- North American cover art
- Developer: Aicom
- Publisher: Jaleco
- Designers: Kenji Nakajima Hiroshi Kazama
- Composers: Kiyoshi Yokoyama Dōta Andō Masaki Nagakura
- Series: Moero!!
- Platform: NES
- Release: JP: November 22, 1988; NA: June 1989; EU: 1989;
- Genre: Half-court basketball
- Modes: Single-player, multiplayer

= Hoops (1988 video game) =

Hoops is an NES basketball video game that was released in 1988 for a Japanese audience and in 1989 for a North American audience. In Japan, the game is known as Moero!! Junior Basket - Two on Two (燃えろ！！ジュニアバスケット ツー オン ツー), which a part of "Moero!!" sports series.

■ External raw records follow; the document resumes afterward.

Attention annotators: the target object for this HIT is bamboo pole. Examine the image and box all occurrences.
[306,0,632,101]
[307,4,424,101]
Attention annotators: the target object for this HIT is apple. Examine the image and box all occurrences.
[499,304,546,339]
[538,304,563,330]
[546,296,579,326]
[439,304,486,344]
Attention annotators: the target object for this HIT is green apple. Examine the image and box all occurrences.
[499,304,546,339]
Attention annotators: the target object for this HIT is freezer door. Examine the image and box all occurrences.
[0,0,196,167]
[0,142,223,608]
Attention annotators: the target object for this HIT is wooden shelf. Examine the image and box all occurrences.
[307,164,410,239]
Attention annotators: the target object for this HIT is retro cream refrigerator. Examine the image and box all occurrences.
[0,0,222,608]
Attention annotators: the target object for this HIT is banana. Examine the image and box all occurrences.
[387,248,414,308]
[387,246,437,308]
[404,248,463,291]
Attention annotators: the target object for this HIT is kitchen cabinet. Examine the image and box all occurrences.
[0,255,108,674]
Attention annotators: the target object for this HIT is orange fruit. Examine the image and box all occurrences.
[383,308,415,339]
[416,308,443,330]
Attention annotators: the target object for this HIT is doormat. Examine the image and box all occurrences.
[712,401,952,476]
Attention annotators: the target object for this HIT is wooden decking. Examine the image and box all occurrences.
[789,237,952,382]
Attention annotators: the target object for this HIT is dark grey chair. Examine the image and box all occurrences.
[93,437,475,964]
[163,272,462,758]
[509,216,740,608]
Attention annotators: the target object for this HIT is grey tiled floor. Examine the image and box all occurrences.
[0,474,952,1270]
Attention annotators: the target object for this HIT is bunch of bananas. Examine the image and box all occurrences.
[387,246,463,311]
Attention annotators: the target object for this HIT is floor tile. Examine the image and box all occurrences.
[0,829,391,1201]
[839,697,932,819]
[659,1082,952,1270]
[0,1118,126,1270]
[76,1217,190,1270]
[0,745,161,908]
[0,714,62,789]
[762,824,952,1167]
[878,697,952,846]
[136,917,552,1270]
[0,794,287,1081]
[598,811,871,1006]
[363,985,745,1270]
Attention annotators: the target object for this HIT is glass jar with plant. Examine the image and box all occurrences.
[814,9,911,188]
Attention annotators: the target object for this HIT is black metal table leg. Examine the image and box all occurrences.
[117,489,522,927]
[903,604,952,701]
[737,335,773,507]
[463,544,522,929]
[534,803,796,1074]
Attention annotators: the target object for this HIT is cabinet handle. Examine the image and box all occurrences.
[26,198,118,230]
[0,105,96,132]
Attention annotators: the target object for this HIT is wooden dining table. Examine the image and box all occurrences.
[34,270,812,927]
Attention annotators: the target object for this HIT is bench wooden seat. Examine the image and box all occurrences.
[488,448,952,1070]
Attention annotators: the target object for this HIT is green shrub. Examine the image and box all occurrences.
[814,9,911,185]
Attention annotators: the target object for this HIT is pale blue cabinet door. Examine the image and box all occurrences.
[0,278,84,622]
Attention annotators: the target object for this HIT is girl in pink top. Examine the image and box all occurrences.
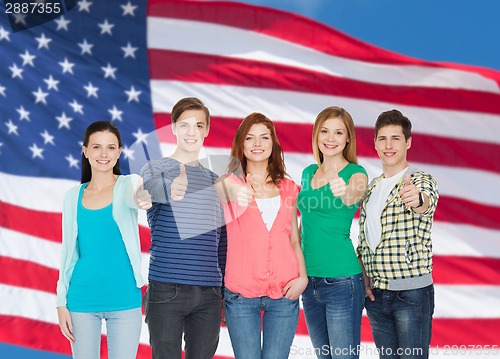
[216,113,307,359]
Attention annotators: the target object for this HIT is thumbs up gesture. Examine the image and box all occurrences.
[330,166,347,197]
[170,163,188,201]
[236,173,253,207]
[135,177,153,209]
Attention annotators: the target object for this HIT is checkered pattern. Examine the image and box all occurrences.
[357,172,439,289]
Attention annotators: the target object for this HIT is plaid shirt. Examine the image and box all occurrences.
[357,169,439,289]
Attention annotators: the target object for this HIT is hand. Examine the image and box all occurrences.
[330,166,347,197]
[236,173,252,207]
[170,163,188,201]
[135,177,153,210]
[281,276,309,300]
[399,174,420,208]
[57,307,75,342]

The game is done in a half court style with the player having a choice to disable or enable winners outs. No fouls are called. There is also an around the world mode that allows players to focus on making baskets without worrying about the charging, pushing, and traveling fouls that are found in the standard mode of play. Similar to Double Dribble the game features slow-motion sequences when the player goes for a dunk, though these can be blocked.

==Reception==
Contemporary reviews were broadly positive. Boy's Life magazine described it as offering "tough one-on-one or two-on-two action". A 1989 review for the Battle Creek Enquirer written by Matt Neapolitan praised the game as "one of the best basketball games" for NES platform.

Retrospective reviews have been more mixed. Writing in 2002, video games historian Andy Slaven described it as "boring with predictable opponent movements". Brett Weiss, writing in 2012, described it as "old fashioned [but] a lot of fun".